We are looking forward to next year. Please excuse the no grooming, he is still kind of scared of the new place since he just arrived last Tuesday.

Click on the links below to see pictures of Bounder...

Pretty stance after running and playing on the farm

Bounder Setting Up

Here's an attempt at a trot pic...

Bounder Trotting


----------



## Jill (Oct 20, 2008)

Congratulations on him, Terri!!! He looks awesome and I can't wait to see him once you do your magic this spring!!!


----------



## Leeana (Oct 20, 2008)

He is handsome, Congrats





He looks pretty tiny, how tall is he?


----------



## Filipowicz Farm (Oct 20, 2008)

Congratulations very handsome fellow. Wishing you much success with him.


----------



## Irish Hills Farm (Oct 20, 2008)

Congrats Terri! He sure is a cutie. I can't wait to see him next spring!!


----------



## txminipinto (Oct 20, 2008)

Congratulations!!!



He's a cutie!


----------



## The Simple Life Farm (Oct 20, 2008)

That is a sweet lookin boy you got!!!!! I bet he will do awesome!!! Congrats.


----------



## Keri (Oct 20, 2008)

Congrats!!! Love the little white on his legs!!!!


----------



## minih (Oct 20, 2008)

> He looks pretty tiny, how tall is he?


Leeana he is tiny, but I have not put a stick to him yet. Might do that this next weekend and post then. I do know we bought a weanling and brought him home from Nationals and I think he measured in at 27.5 and Bounder looks close to that measurement. ?? I will post when I stick him.



> Love the little white on his legs!!!!


I like his white on his legs too, and he has these neat little ink spots or ink runs is what they look like all over the coronet on the top of his hooves. Not sure what it is called.


----------



## Chazzy (Oct 21, 2008)

Since I have been taking a Horse Production class at college now, I know the answer to his color markings. He has on three legs either high fetlocks or socks with dark marks at the coronet band and on the other leg where the white almost touches the knee, it is called a stocking with dark marks at the coronet band.

He is a very sweet colt and I can't wait to show him next year. It will be my first time to show a shetland this upcoming show year, sooooo exciting.





Chasta


----------



## EAD Minis (Oct 21, 2008)

* Wow what a nice boy congrats!!!



*


----------



## Lewella (Oct 21, 2008)

minih said:


> I like his white on his legs too, and he has these neat little ink spots or ink runs is what they look like all over the coronet on the top of his hooves.

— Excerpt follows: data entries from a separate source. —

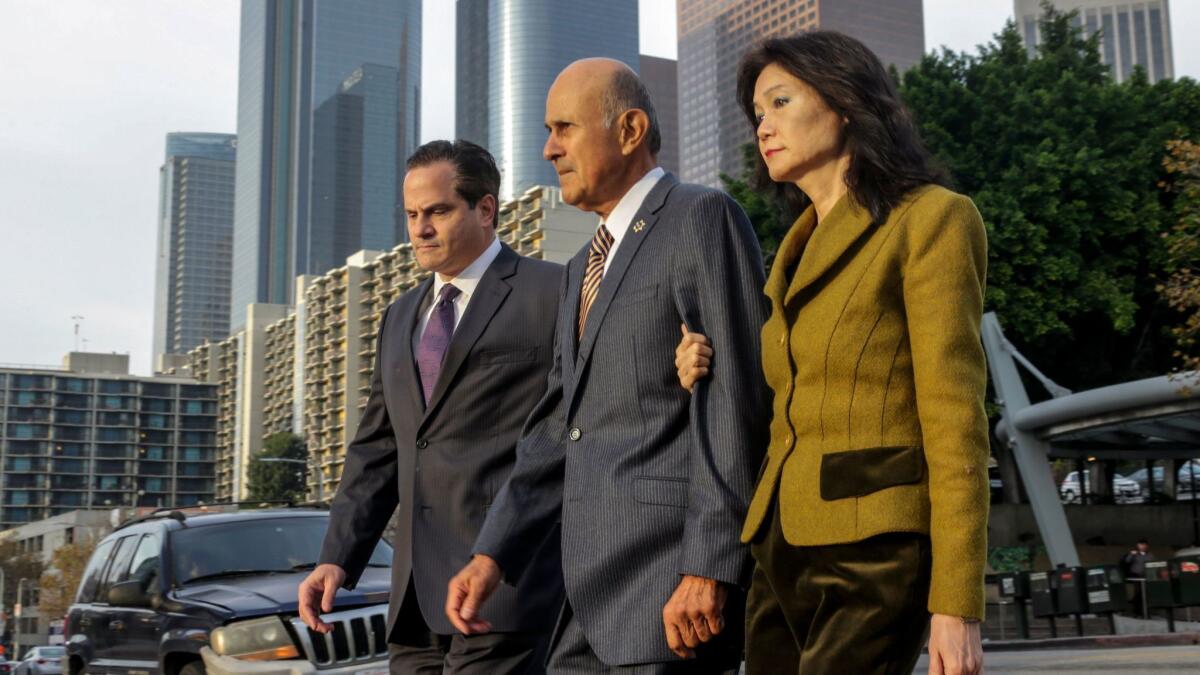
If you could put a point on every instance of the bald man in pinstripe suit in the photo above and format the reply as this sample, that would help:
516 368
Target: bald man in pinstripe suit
649 484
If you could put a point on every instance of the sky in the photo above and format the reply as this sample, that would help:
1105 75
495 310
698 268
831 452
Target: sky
89 90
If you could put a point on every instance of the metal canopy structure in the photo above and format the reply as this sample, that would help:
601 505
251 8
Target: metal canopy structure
1155 418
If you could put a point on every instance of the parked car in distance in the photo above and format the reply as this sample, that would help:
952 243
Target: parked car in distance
178 593
1125 491
41 661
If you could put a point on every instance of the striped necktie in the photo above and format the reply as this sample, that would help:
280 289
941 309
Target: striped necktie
601 244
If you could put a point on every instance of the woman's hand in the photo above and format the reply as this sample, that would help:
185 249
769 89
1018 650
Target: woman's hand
693 357
954 646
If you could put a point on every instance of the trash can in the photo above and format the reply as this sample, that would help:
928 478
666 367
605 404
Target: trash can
1161 585
1105 590
1186 573
1071 590
1014 585
1042 595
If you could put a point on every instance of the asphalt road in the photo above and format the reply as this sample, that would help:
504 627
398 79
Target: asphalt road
1127 661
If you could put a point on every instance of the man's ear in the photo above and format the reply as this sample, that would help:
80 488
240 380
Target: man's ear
633 125
487 208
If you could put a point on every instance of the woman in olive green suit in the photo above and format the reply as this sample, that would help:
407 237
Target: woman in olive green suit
869 521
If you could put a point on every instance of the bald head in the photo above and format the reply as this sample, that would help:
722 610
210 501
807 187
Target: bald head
616 88
604 133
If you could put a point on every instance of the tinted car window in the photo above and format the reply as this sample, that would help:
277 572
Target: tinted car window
119 567
277 544
91 575
145 561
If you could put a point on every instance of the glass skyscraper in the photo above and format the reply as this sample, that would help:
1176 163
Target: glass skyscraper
714 35
195 248
528 43
1132 34
328 111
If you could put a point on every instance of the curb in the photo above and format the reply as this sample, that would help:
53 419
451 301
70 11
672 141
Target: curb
1097 641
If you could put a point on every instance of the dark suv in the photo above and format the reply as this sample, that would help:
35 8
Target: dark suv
180 593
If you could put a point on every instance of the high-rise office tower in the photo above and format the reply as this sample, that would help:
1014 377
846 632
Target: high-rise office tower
195 251
328 111
663 79
1132 34
714 35
528 43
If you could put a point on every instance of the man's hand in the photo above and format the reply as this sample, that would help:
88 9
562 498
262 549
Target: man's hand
319 587
468 591
693 615
954 646
693 357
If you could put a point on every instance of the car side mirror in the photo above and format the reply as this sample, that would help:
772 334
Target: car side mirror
129 593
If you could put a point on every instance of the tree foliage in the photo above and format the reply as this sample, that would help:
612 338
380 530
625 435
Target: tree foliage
18 565
1065 165
269 481
1182 286
59 583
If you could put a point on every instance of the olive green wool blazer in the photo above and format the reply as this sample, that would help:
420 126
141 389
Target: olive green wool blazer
874 354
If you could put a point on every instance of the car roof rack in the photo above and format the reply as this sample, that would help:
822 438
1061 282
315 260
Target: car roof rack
179 513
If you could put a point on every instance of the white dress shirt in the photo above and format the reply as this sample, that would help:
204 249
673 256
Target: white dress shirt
619 219
467 281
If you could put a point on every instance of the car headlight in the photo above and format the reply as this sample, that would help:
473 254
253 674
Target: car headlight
258 639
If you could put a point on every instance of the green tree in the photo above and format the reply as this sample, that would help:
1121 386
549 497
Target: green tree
277 481
1182 287
1065 165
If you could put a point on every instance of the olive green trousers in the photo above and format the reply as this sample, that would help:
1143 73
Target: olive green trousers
849 608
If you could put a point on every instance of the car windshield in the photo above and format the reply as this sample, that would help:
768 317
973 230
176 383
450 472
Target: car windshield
253 547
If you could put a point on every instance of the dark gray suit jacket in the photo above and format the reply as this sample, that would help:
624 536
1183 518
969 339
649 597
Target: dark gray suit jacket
649 482
443 464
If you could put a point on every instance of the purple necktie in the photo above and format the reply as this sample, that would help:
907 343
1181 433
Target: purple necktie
436 340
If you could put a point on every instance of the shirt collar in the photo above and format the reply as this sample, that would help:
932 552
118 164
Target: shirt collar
621 216
468 279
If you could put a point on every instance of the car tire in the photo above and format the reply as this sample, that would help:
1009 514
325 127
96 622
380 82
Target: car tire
193 668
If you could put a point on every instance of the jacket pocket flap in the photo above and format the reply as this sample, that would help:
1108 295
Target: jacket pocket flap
664 491
855 473
508 356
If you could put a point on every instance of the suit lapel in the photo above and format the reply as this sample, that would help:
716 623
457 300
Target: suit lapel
489 297
639 230
408 324
841 227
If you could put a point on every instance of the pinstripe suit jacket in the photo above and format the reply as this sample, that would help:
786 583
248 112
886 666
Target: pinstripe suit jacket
442 463
649 483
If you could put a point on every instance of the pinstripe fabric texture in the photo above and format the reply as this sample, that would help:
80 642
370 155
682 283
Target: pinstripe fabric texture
439 465
601 243
648 482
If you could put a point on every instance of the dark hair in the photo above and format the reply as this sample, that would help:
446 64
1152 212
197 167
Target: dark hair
627 91
475 173
887 157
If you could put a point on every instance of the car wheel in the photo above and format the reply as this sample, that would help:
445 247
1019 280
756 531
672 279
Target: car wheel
193 668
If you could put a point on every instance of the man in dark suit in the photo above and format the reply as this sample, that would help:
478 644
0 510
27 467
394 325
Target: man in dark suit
651 485
461 359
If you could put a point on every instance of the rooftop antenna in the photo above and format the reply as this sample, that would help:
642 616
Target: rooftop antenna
77 318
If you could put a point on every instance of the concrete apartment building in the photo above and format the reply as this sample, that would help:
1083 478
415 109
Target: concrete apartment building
89 435
306 369
1132 34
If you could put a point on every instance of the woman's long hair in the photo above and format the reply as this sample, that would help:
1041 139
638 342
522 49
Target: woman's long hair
887 157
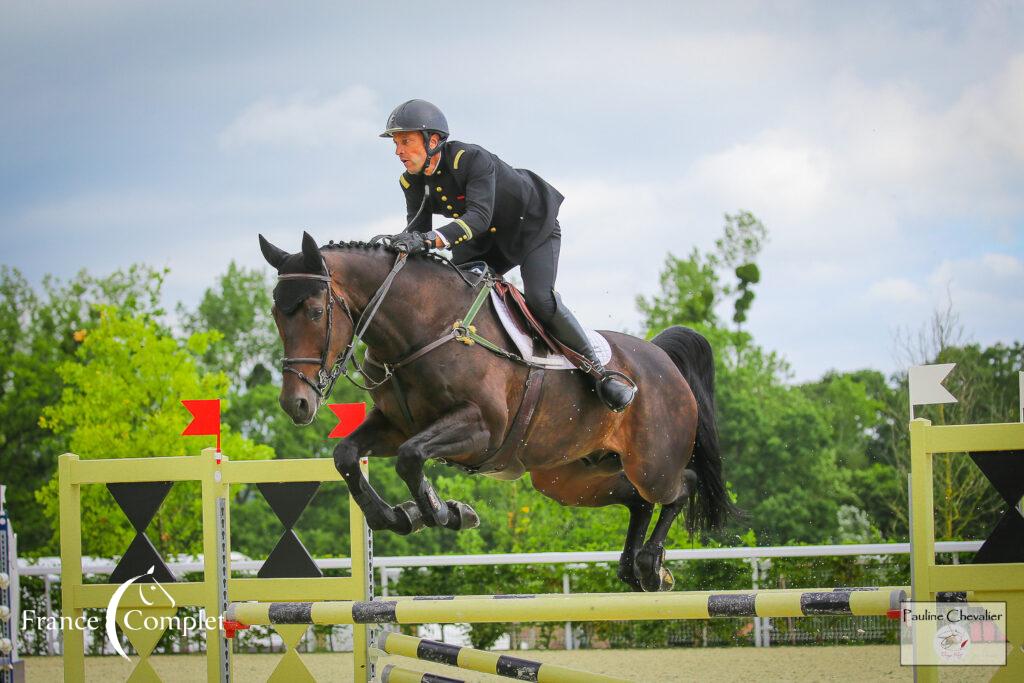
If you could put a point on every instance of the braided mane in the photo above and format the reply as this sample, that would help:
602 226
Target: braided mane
379 246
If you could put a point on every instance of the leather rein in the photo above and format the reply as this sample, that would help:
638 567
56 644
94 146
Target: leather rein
328 373
327 377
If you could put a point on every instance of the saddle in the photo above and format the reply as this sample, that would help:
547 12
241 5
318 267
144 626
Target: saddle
535 343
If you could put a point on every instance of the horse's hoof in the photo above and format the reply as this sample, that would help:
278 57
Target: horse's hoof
627 573
410 517
649 569
461 516
668 581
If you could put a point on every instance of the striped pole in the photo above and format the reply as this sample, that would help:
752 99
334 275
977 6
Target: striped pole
486 663
574 607
393 674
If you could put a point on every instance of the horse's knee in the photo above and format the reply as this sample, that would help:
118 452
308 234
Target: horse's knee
410 462
346 457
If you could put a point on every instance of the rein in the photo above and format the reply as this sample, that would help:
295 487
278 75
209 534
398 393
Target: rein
326 378
462 330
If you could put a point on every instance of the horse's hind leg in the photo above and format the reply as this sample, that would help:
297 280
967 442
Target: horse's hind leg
649 561
588 485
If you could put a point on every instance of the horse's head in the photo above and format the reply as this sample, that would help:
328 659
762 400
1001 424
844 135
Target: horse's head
313 323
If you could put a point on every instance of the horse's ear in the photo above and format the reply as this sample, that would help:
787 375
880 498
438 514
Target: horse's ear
311 258
273 255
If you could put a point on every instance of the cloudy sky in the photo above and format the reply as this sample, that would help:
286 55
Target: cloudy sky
882 143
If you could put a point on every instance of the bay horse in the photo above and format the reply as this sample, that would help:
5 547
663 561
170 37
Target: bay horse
459 402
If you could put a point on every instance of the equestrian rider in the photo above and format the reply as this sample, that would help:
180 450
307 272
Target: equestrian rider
501 215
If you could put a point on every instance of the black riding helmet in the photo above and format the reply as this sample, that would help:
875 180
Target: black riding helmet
422 116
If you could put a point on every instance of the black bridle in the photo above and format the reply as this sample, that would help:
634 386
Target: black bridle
328 375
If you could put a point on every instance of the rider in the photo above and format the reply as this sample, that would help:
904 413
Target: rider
503 216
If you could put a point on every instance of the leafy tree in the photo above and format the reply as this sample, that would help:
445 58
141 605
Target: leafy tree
121 398
777 455
38 333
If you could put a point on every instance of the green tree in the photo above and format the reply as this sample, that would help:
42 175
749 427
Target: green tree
38 332
778 459
121 398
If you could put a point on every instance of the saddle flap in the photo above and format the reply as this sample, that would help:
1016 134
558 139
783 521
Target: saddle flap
523 333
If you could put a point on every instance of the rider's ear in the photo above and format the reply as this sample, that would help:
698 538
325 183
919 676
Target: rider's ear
310 254
273 255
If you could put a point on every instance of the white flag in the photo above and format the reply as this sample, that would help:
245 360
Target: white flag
926 384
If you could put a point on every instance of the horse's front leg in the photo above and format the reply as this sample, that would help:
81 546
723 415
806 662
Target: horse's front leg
461 431
376 436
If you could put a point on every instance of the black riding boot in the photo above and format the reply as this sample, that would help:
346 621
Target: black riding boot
615 393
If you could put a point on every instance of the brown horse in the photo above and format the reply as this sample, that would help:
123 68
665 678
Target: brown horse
458 402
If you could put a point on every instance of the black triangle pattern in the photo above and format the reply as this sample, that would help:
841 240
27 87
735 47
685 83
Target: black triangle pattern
289 499
1006 543
139 500
1005 470
137 560
289 559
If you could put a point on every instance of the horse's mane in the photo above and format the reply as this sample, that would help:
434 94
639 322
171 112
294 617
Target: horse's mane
426 257
288 295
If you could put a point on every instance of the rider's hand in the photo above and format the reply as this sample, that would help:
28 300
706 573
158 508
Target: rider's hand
412 243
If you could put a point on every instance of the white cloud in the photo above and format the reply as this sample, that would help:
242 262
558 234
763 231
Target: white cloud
896 291
307 121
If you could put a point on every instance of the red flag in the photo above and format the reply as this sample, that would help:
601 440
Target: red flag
350 416
206 418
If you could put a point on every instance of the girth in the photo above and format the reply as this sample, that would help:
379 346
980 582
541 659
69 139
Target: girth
464 331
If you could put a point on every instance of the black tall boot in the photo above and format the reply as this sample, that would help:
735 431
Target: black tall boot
615 393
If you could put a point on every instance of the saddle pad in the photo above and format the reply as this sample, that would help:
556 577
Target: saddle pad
524 342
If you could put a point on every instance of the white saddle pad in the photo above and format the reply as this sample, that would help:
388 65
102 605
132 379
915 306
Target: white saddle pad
524 342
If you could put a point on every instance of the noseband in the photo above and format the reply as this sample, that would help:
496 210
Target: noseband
327 377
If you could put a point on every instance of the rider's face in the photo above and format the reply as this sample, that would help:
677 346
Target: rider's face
409 147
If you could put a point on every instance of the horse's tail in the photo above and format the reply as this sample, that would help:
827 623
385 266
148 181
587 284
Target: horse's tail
710 504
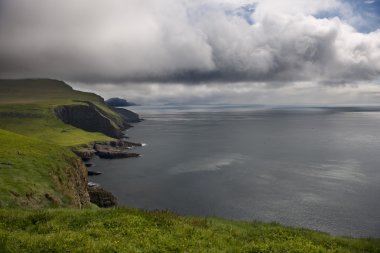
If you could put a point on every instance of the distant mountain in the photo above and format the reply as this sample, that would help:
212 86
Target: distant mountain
115 102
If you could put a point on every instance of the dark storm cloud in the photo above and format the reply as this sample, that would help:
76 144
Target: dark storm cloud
117 41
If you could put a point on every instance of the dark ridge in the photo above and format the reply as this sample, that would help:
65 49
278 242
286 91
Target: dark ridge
87 118
118 102
128 115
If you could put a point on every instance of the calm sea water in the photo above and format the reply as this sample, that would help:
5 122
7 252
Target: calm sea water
317 168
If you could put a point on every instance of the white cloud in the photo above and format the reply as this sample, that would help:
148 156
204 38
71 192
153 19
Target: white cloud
117 41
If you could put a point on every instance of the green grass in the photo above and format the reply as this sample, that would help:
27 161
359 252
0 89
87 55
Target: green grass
30 169
130 230
37 120
27 108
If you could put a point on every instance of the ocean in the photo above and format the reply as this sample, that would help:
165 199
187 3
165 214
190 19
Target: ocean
312 167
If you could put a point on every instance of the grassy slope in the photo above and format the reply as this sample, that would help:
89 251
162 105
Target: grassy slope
128 230
33 160
28 168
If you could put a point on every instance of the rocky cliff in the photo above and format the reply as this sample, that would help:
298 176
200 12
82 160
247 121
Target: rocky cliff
88 118
128 115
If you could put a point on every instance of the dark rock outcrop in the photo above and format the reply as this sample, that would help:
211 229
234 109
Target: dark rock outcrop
118 102
94 173
114 149
86 152
101 197
128 115
75 185
87 118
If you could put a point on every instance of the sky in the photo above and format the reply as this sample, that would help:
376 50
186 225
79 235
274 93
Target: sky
199 51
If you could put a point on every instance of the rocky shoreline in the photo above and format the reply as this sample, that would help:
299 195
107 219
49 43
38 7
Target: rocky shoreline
114 149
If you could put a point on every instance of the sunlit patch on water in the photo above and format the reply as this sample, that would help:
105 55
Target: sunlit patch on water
212 163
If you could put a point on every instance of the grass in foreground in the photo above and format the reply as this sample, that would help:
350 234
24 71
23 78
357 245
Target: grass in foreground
33 173
130 230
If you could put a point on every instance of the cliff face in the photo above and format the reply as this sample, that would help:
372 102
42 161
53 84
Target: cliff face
77 184
87 118
128 115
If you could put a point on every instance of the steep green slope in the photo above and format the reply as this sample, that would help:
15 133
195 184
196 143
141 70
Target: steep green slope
128 230
28 107
36 170
34 174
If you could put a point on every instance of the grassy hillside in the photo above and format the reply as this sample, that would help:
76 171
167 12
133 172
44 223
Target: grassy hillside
36 168
36 174
27 108
128 230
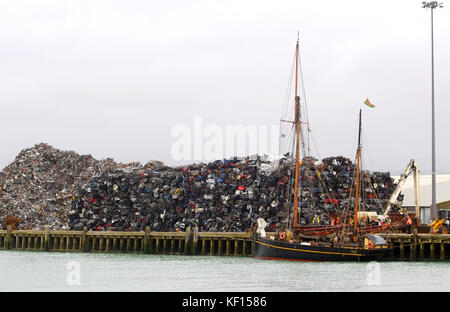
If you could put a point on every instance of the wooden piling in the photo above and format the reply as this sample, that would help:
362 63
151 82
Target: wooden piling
211 247
194 241
8 237
402 251
187 239
83 242
146 240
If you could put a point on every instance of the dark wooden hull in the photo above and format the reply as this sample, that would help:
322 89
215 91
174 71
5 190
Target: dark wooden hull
271 249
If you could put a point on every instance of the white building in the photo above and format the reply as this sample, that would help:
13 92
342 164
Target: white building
442 193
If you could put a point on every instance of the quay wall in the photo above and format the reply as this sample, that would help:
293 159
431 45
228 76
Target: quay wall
407 247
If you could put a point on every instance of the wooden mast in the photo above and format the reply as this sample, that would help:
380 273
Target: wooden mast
358 157
297 132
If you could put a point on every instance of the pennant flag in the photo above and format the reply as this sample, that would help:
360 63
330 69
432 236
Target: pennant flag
368 103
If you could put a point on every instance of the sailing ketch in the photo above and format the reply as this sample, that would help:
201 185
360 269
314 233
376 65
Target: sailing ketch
295 245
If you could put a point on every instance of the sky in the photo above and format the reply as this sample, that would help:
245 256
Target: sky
115 78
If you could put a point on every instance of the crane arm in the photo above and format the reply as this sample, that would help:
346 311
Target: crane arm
412 166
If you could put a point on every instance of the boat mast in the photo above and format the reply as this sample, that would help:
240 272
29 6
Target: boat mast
297 132
358 157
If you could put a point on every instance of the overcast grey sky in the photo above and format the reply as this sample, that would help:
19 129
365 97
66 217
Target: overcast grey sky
112 78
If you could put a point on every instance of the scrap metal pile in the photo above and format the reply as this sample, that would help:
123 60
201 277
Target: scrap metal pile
228 195
38 186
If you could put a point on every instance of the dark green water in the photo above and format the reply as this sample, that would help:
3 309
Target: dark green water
43 271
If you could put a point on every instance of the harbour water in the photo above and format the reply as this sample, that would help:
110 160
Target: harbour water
44 271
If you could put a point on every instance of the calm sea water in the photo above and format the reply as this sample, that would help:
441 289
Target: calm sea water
43 271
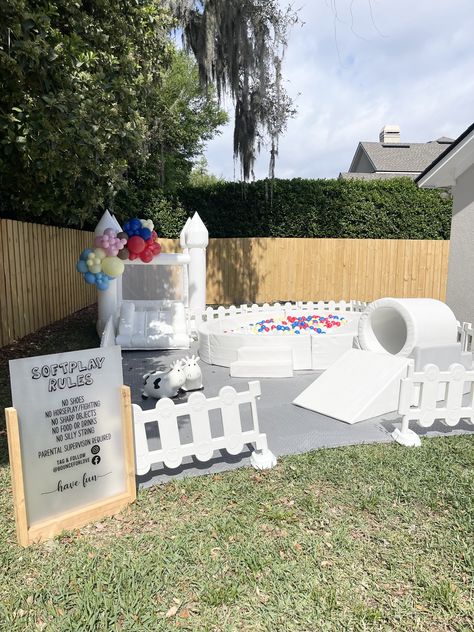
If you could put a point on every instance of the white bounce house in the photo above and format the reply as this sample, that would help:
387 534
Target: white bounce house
146 307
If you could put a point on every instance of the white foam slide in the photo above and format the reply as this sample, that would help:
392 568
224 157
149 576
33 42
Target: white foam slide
233 439
398 325
358 386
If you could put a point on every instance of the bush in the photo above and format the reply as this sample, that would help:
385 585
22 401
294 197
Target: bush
385 209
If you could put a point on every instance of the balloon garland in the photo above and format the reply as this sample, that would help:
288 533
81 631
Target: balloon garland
104 262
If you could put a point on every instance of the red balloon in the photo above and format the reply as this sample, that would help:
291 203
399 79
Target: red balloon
146 256
136 245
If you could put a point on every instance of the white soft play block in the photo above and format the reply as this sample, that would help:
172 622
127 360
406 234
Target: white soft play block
260 368
358 386
277 353
263 362
325 350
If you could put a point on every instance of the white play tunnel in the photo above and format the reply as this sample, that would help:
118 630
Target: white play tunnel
397 326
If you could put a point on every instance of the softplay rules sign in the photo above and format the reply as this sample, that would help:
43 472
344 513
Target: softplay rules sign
70 426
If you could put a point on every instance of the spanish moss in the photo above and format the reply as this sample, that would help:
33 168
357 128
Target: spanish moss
239 47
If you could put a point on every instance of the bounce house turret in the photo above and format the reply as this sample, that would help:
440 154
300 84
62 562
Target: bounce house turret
159 319
106 221
196 238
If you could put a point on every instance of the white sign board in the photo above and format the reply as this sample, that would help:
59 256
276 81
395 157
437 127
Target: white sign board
70 428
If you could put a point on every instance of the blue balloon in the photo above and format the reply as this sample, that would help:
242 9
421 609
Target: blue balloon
145 233
85 253
81 266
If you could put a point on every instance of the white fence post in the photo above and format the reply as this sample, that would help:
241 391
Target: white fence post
172 451
420 395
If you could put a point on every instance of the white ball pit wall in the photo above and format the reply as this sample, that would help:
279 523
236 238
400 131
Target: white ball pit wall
219 345
397 326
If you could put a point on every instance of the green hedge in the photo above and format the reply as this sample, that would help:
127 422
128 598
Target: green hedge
386 209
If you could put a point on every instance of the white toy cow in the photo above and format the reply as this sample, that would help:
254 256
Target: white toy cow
159 384
192 372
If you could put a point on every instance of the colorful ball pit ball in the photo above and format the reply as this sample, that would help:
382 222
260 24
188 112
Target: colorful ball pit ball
296 325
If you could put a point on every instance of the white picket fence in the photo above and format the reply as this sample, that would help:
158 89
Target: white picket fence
424 388
196 316
465 335
166 415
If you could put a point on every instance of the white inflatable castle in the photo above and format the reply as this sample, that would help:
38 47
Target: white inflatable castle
146 307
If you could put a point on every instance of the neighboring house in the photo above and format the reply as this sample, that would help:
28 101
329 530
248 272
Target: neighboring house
390 158
455 168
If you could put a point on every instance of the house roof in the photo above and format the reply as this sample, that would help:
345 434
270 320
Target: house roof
354 175
403 157
452 162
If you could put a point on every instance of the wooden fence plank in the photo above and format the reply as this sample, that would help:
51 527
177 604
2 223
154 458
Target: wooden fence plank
39 283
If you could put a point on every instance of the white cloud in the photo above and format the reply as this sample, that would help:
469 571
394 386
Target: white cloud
411 65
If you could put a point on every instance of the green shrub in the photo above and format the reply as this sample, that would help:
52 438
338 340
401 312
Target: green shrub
386 209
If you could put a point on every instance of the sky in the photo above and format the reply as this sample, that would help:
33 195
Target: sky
398 62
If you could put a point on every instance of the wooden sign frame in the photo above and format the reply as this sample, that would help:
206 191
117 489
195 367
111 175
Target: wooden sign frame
47 529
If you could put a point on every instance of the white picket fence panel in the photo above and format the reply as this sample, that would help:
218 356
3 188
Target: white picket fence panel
197 316
166 415
465 335
424 388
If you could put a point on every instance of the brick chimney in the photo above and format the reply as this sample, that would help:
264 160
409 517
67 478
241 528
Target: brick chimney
390 134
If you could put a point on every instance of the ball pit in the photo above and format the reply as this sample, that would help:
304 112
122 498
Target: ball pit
315 339
314 324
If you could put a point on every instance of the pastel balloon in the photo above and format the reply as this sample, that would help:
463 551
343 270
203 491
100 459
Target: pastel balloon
100 253
147 223
136 245
85 253
145 233
102 285
146 256
81 266
113 266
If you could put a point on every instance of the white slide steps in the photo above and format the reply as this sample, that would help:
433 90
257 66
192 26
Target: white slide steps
151 328
263 362
358 386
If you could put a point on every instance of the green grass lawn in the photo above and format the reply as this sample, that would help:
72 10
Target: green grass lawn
361 538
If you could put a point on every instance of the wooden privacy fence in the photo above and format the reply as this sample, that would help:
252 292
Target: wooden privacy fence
267 270
38 281
39 284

Not sure what it is called.


Those are called ermine spots.


----------



## minih (Oct 22, 2008)

Thanks Lewella, not knowing that much about pinto patterns do they mean anything or just pretty?


----------



## Lewella (Oct 24, 2008)

They don't really mean anything and are relatively common on both tobianos and sabinos. I personally like them because they either stripe up or make the hooves dark.


----------



## Taylor Jo (Oct 26, 2008)

Congrat's he's beautiful. Good luck this spring. I love the way he is standing there looking at you as if to say, HEY see how beautiful I am.... TJ


----------



## StarRidgeAcres (Oct 29, 2008)

Congratulations Terri and Chasta! He's very handsome and I love how upheaded he is.



You will have a blast showing him I think.


----------